The Jewish Studies Department at Tulane University and the Stacy Mandel Palagye and Keith Palagye Program for Middle East Peace will hold an Israeli Film Festival at Tulane on Oct. 26 and 27.
Shai Ginsburg, the Andrew Mellon Assistant Professor for Hebrew and Jewish Studies at Duke University, will be the main speaker. His field is in Israeli and Jewish cinema.
The festival begins with “Life in Stills” at 5 p.m. and “The Hangman” at 7 p.m. Both films will be in LBC Stibbs, room 203.
“Life in Stills” is about a 96-year-old woman in Israel and how she joined with her grandson in an attempt to save her late husband’s life work — about one million negatives depicting Israel’s defining moments — when “The Photo House” was slated for demolition. It won Best Film at the Israeli Films Competition in 2011.
“The Hangman” is the story of Shalom, a Sephardi prison warden who was the hangman for Adolf Eichmann following the Nazi officer’s conviction. He later became a ritual slaughterer, but continued to carry “a national burden that dramatically shaped his life.”
“The Garden of Eden” will be screened at noon on Oct. 27, followed by “Life Sentences” at 2 p.m. Both films will be in the Jewish Studies conference room.
“The Garden of Eden” is a 2012 film about the Sakhne, one of the largest and most-visited parks in Israel. The film progresses through a year of season changes and looks at the wide range of Israeli society through the stories of people who work there and who visit.

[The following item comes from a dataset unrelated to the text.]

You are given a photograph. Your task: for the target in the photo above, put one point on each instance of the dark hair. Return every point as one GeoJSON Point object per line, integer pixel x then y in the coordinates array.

“Life Sentences” won Best Documentary at the 2013 Jerusalem Film Festival. It is about an Arab man who marries a Jewish woman, living quietly with their children. It is later discovered that he was behind numerous mysterious terror attacks in the late 1960s, prompting the woman to flee with their young children, eventually landing in Montreal’s Orthodox community. The film centers on identity and the son’s eventual journey back to Israel and shedding of all labels.